I am writing a program that will schedule a lot of small and big batch jobs to execute. The count of tasks varies, but is around 3000 daily.
Is it better to split them in 3 jobs each with 1000 groups with one task each, or is it fine to schedule 3000 separate jobs every job with one group and one task? What is better for nomad to allocate?
In my program, for job generation and monitoring, doing 3000 separate jobs is easier to manage and especially easier to edit job specifications - I can stop and edit one task, without affecting other tasks. However, I fear that nomad will lag with too many jobs, is it right?
All “tasks” in the same job “group” are always scheduled to run on the same node.
Would recommend scheduling multiple jobs, as it will most likely improve the resource distribution across your cluster.
You could split tasks into multiple groups, but personally I prefer keeping job-files as small as I possible can.
Hi, thx! Yes, agree, exactly. So there is one job with 1000 groups per 1 task, or 1000 jobs with 1 group with 1 task.
Yes. 10/10 times I would do the 1000 jobs.
I have previously had multiple related groups in the same jobfile, as I thought it would look better/cleaner, but it is just a lot easier to handle changes when I split them into seperate jobs (my personal opinion).
Hi @Kamilcuk ,
I just wanted to add a note from the scheduling side of this problem.
Scheduling 3k groups in a single job and therefore a single evaluation will use up a single worker for a long time. If there are a lot of other workloads in-flight, it’s plans are more likely to conflict, however, this depends on how much other work is happening on the cluster, along with other factors such as packed ratio of the cluster.
Scheduling 3k jobs at the same time and therefore 3k evaluations spreads the work out among the workers, but if those plans are likely to collide (depends on the workload) then that’ll be more likely to have rejected plans. That also eats up all the workers for a while, which can crowd out scheduling of other work.
Seeing as these 3k will be distributed throughout a day, I believe from the scheduling side options two would be the better choice.
jrasell and the Nomad team
Hi, thank you! What is a “worker”? Is it a nomad node or something in nomad server? I do not know that term.
Because there are 3000 groups of 1 tasks, the allocations number is going to be the same, they are going to be distributed over multiple hosts the same way as if there were 3000 jobs of one group of one task.
So in 1 big job there will be fewer evaluations and deployments. But then, when one group is finished execution and another is still executing, and when I add a node to nomad, that will trigger new evaluation of that job.
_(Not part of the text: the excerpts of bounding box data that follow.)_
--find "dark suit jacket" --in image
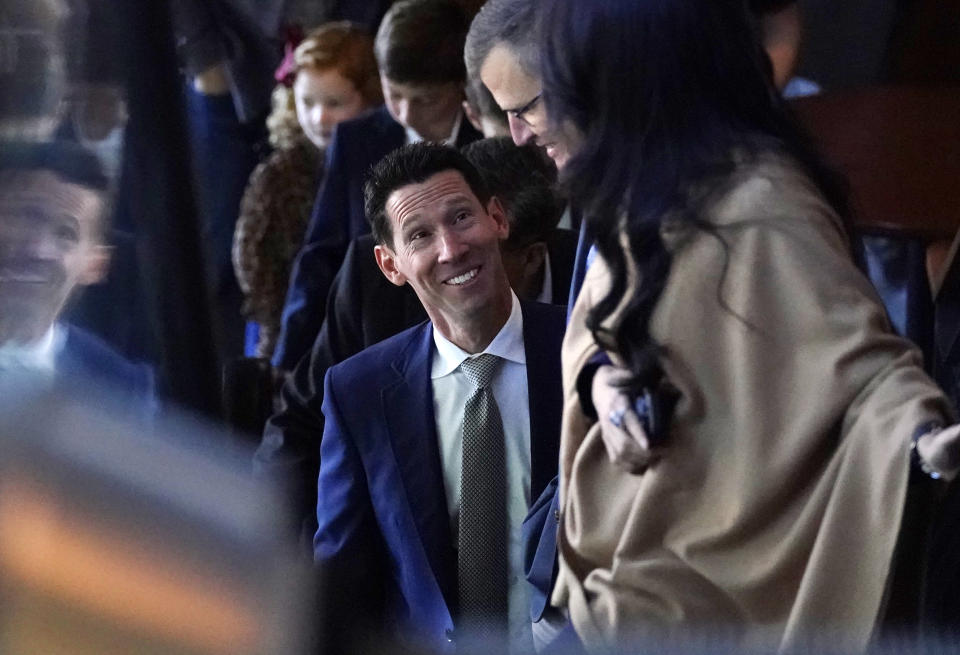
[254,230,577,535]
[56,325,154,402]
[48,323,158,420]
[273,107,481,371]
[314,303,564,646]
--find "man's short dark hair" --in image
[463,136,566,250]
[364,142,490,246]
[464,78,510,130]
[464,0,541,80]
[0,141,110,193]
[374,0,469,84]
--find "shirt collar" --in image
[0,324,66,372]
[404,111,463,147]
[536,252,553,305]
[430,291,527,380]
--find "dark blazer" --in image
[55,324,157,417]
[314,303,564,648]
[254,230,577,535]
[273,107,481,371]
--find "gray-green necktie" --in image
[457,354,507,640]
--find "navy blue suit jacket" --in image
[314,303,564,646]
[273,107,481,371]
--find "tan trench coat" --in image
[552,158,950,649]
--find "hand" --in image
[917,424,960,481]
[590,365,656,473]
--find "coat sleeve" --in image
[313,370,387,629]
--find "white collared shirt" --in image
[404,111,463,148]
[430,292,532,652]
[0,324,66,374]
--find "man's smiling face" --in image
[480,43,569,168]
[0,171,107,344]
[375,170,510,347]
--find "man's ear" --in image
[373,244,407,287]
[487,196,510,241]
[461,100,483,132]
[77,245,113,286]
[523,241,547,277]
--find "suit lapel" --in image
[521,302,563,498]
[381,323,456,608]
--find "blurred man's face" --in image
[380,75,463,143]
[0,171,108,344]
[374,170,510,352]
[480,44,569,168]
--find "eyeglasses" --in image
[506,91,543,125]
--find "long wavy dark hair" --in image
[540,0,849,398]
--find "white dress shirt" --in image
[0,324,66,374]
[430,292,533,652]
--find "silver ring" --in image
[607,407,627,428]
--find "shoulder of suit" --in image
[331,321,432,385]
[63,325,153,390]
[520,300,567,336]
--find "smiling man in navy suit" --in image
[0,142,153,404]
[314,144,564,650]
[273,0,481,371]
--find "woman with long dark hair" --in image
[541,0,958,648]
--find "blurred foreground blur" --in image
[0,379,309,655]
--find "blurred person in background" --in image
[536,0,960,651]
[273,0,481,371]
[0,142,153,402]
[233,22,383,358]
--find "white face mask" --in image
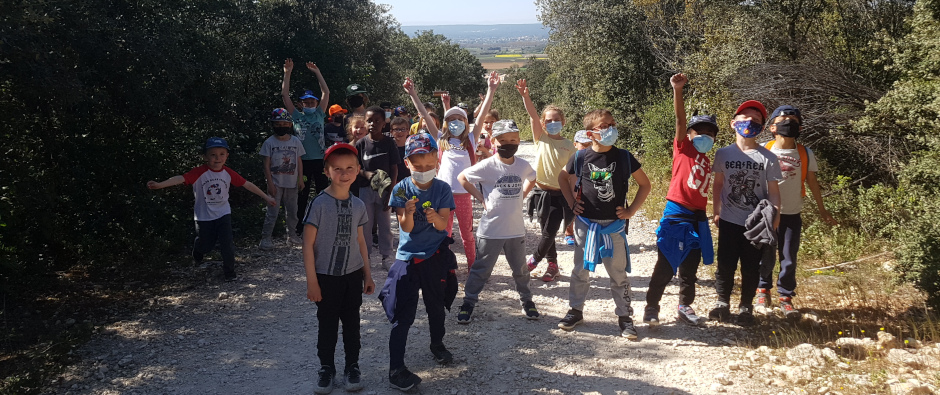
[411,168,437,184]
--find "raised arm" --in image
[669,73,689,141]
[307,62,330,113]
[281,58,297,114]
[516,79,545,141]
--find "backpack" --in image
[574,147,633,207]
[764,140,809,197]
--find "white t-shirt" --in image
[463,155,535,239]
[437,133,477,193]
[770,144,819,214]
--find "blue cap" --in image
[202,137,229,152]
[300,91,320,101]
[767,105,803,124]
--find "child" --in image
[516,80,575,282]
[356,106,401,270]
[405,71,499,270]
[457,120,539,324]
[259,108,305,251]
[558,110,651,340]
[379,134,457,391]
[754,106,836,318]
[643,73,718,326]
[303,143,375,394]
[281,59,330,235]
[708,100,783,326]
[147,137,277,281]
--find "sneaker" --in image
[431,343,454,365]
[542,262,561,283]
[617,316,637,340]
[388,366,421,391]
[735,306,754,326]
[780,296,801,319]
[343,363,362,392]
[643,305,659,326]
[313,366,336,394]
[679,304,705,326]
[457,303,473,325]
[754,288,772,315]
[558,309,584,331]
[708,302,731,322]
[522,300,541,320]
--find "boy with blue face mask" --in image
[708,100,783,326]
[643,73,718,326]
[558,110,651,340]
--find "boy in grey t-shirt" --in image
[303,143,375,394]
[708,100,783,326]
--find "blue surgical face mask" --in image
[692,134,715,154]
[447,119,467,137]
[597,125,620,145]
[545,121,562,136]
[734,120,764,139]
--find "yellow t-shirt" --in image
[535,136,576,189]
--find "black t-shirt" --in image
[565,147,640,220]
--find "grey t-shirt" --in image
[304,191,366,276]
[712,144,783,226]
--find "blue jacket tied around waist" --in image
[656,201,715,275]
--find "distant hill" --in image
[401,23,549,44]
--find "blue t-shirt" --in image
[388,177,456,261]
[290,107,326,160]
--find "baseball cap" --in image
[688,115,718,135]
[202,137,229,152]
[300,91,320,101]
[323,143,359,162]
[734,100,767,121]
[770,105,803,123]
[574,130,591,144]
[329,104,349,117]
[491,119,519,137]
[405,133,437,158]
[268,108,293,122]
[346,84,369,97]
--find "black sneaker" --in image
[343,363,362,392]
[643,305,659,326]
[736,306,754,326]
[617,316,637,340]
[558,309,584,331]
[431,343,454,365]
[457,303,473,325]
[388,366,421,391]
[708,302,731,322]
[679,304,705,326]
[522,300,541,320]
[313,366,336,394]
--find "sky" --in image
[376,0,539,26]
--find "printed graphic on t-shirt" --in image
[587,162,617,202]
[728,169,763,210]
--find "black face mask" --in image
[774,119,800,138]
[496,144,519,159]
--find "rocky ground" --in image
[46,145,940,395]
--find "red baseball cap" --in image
[734,100,767,121]
[323,143,359,162]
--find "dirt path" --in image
[47,144,768,395]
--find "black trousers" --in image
[646,250,702,307]
[317,269,363,367]
[715,220,762,306]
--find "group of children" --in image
[148,65,834,393]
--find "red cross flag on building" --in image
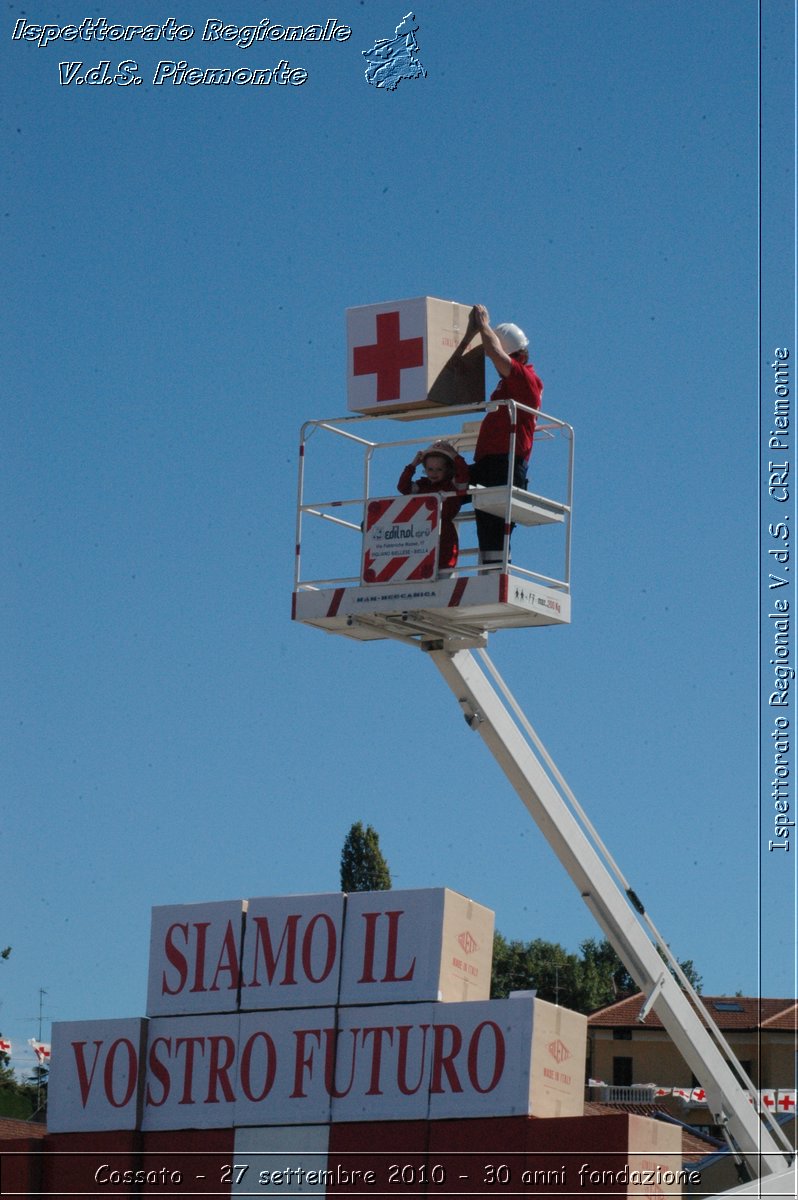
[28,1038,50,1067]
[347,296,485,413]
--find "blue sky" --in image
[0,0,794,1084]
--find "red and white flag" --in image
[28,1038,50,1067]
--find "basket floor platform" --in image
[292,569,571,641]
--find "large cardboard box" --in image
[430,995,587,1121]
[338,888,494,1004]
[347,296,485,415]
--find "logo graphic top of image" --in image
[361,12,427,91]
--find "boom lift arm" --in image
[421,641,794,1178]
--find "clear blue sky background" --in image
[0,0,794,1082]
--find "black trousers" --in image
[468,454,527,554]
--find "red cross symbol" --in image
[354,312,424,403]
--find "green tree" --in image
[491,932,580,1008]
[491,932,702,1013]
[341,821,391,892]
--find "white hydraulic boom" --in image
[421,641,794,1178]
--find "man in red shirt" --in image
[463,304,544,565]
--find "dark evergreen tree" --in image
[341,821,391,892]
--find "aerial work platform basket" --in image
[292,401,574,646]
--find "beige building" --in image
[588,992,798,1090]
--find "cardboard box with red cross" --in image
[347,296,485,415]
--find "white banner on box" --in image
[332,1004,437,1122]
[50,997,587,1132]
[361,493,440,583]
[142,1013,240,1129]
[146,900,246,1016]
[47,1018,148,1133]
[241,892,344,1012]
[235,1008,335,1126]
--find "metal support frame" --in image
[422,643,794,1177]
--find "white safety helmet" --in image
[494,322,529,354]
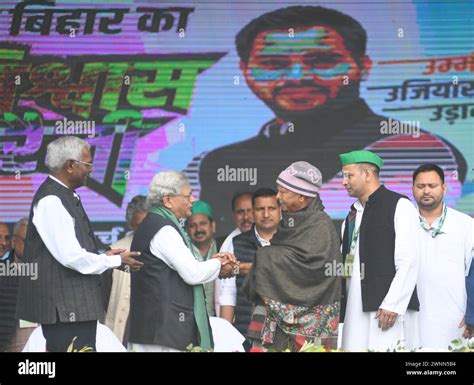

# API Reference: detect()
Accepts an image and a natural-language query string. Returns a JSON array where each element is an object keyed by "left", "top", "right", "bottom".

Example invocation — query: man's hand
[
  {"left": 375, "top": 309, "right": 398, "bottom": 331},
  {"left": 120, "top": 251, "right": 143, "bottom": 271},
  {"left": 105, "top": 249, "right": 127, "bottom": 256},
  {"left": 458, "top": 317, "right": 474, "bottom": 339},
  {"left": 211, "top": 253, "right": 240, "bottom": 279}
]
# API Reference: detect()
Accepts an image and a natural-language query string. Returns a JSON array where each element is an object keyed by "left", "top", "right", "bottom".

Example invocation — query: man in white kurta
[
  {"left": 413, "top": 164, "right": 474, "bottom": 350},
  {"left": 340, "top": 150, "right": 419, "bottom": 351},
  {"left": 341, "top": 199, "right": 418, "bottom": 351}
]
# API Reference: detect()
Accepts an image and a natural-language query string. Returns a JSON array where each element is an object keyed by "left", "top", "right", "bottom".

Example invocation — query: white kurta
[
  {"left": 342, "top": 199, "right": 419, "bottom": 351},
  {"left": 214, "top": 227, "right": 242, "bottom": 317},
  {"left": 417, "top": 207, "right": 474, "bottom": 349},
  {"left": 129, "top": 225, "right": 221, "bottom": 352}
]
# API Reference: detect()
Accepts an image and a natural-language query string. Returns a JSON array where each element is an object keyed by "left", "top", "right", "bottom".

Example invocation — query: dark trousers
[{"left": 41, "top": 321, "right": 97, "bottom": 352}]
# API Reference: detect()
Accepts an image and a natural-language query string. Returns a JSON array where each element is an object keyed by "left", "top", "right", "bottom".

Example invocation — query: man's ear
[
  {"left": 361, "top": 55, "right": 372, "bottom": 81},
  {"left": 64, "top": 159, "right": 75, "bottom": 174},
  {"left": 163, "top": 195, "right": 173, "bottom": 210}
]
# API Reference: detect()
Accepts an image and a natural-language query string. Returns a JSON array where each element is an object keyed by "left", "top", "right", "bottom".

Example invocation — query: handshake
[{"left": 211, "top": 253, "right": 240, "bottom": 279}]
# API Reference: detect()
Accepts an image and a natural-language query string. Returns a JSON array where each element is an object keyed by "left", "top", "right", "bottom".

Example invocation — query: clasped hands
[
  {"left": 211, "top": 252, "right": 240, "bottom": 279},
  {"left": 105, "top": 249, "right": 143, "bottom": 271}
]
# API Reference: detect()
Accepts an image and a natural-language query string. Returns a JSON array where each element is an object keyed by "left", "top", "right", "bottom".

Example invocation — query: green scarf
[
  {"left": 150, "top": 205, "right": 214, "bottom": 350},
  {"left": 193, "top": 240, "right": 217, "bottom": 317}
]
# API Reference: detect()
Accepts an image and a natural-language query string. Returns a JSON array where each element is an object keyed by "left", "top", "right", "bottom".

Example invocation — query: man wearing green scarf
[
  {"left": 129, "top": 171, "right": 236, "bottom": 352},
  {"left": 186, "top": 201, "right": 217, "bottom": 317}
]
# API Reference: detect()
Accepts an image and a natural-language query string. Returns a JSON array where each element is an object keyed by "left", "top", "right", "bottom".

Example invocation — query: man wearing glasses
[
  {"left": 17, "top": 136, "right": 142, "bottom": 352},
  {"left": 0, "top": 222, "right": 13, "bottom": 262}
]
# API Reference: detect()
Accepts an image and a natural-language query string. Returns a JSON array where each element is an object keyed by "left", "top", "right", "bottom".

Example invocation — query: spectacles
[
  {"left": 71, "top": 159, "right": 94, "bottom": 167},
  {"left": 13, "top": 234, "right": 26, "bottom": 242},
  {"left": 342, "top": 172, "right": 354, "bottom": 179},
  {"left": 173, "top": 194, "right": 193, "bottom": 200}
]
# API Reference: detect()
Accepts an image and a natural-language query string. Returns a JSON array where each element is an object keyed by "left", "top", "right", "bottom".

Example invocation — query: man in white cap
[
  {"left": 339, "top": 150, "right": 419, "bottom": 351},
  {"left": 244, "top": 162, "right": 342, "bottom": 351}
]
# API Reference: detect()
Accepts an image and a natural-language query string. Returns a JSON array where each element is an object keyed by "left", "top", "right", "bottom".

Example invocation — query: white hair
[
  {"left": 45, "top": 136, "right": 90, "bottom": 172},
  {"left": 146, "top": 170, "right": 189, "bottom": 206},
  {"left": 13, "top": 217, "right": 28, "bottom": 235}
]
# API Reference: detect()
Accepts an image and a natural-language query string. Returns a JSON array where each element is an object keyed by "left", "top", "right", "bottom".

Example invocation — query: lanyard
[
  {"left": 349, "top": 224, "right": 360, "bottom": 255},
  {"left": 419, "top": 205, "right": 448, "bottom": 238}
]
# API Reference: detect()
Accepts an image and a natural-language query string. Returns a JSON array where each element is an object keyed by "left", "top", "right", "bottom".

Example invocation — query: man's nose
[{"left": 286, "top": 61, "right": 311, "bottom": 80}]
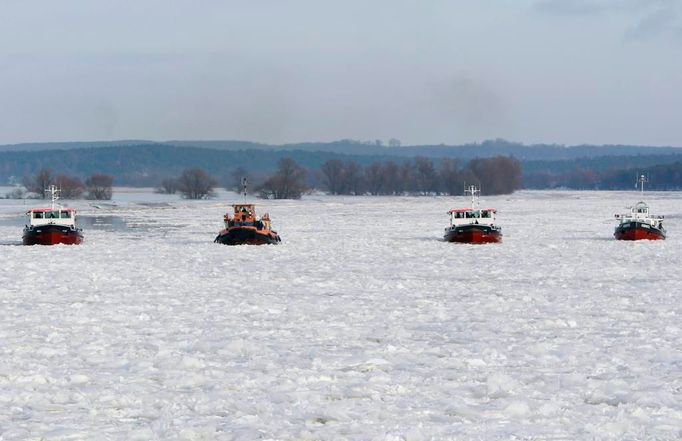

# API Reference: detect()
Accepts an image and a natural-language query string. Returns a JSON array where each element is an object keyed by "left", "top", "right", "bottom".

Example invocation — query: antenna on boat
[
  {"left": 637, "top": 174, "right": 649, "bottom": 196},
  {"left": 45, "top": 184, "right": 61, "bottom": 210},
  {"left": 464, "top": 185, "right": 481, "bottom": 210}
]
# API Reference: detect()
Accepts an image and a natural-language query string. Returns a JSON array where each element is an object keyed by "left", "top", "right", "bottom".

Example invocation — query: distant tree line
[
  {"left": 318, "top": 156, "right": 521, "bottom": 195},
  {"left": 7, "top": 168, "right": 114, "bottom": 200},
  {"left": 157, "top": 156, "right": 521, "bottom": 199},
  {"left": 524, "top": 161, "right": 682, "bottom": 190}
]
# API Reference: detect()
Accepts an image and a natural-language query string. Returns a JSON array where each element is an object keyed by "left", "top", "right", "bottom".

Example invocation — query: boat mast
[
  {"left": 464, "top": 185, "right": 481, "bottom": 211},
  {"left": 639, "top": 175, "right": 647, "bottom": 197},
  {"left": 45, "top": 184, "right": 60, "bottom": 210}
]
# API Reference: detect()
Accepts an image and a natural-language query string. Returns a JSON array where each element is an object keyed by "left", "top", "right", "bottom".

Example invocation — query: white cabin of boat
[
  {"left": 616, "top": 201, "right": 663, "bottom": 228},
  {"left": 26, "top": 207, "right": 76, "bottom": 228},
  {"left": 448, "top": 208, "right": 497, "bottom": 227}
]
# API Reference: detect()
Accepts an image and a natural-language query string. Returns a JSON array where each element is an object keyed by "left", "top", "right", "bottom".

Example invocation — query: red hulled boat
[
  {"left": 613, "top": 175, "right": 666, "bottom": 240},
  {"left": 22, "top": 185, "right": 83, "bottom": 245},
  {"left": 214, "top": 204, "right": 282, "bottom": 245},
  {"left": 444, "top": 185, "right": 502, "bottom": 243},
  {"left": 214, "top": 178, "right": 282, "bottom": 245}
]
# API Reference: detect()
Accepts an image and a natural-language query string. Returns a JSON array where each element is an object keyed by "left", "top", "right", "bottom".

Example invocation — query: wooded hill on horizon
[{"left": 0, "top": 139, "right": 682, "bottom": 190}]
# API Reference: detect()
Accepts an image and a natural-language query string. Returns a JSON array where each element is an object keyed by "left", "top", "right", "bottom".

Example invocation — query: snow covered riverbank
[{"left": 0, "top": 192, "right": 682, "bottom": 440}]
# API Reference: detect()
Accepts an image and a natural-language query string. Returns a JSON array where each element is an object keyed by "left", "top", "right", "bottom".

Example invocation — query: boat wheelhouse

Will the finished group in a running batch job restart because of a new evaluation caused by adding a new node to the cluster?
However, my experience shows me that scheduling 3000 jobs per 1 group per 1 task is severally less memory and cpu exhausting then 1 job per 3000 groups per 1 tasks.
With 1 big job, I had many issues with nomad server memory skyrocketing to 200 gigabytes. After switching to 3000 small jobs, the memory server usage remains the same and is negligible. And I can clean up more selectively with purge the jobs keeping it clean earlier.
Ergo, because 1 job per 1 group per 1 task gives way more control and looks like it is way less memory expensive for nomad server, I will prefer to use that method for automatically scheduling many batch jobs.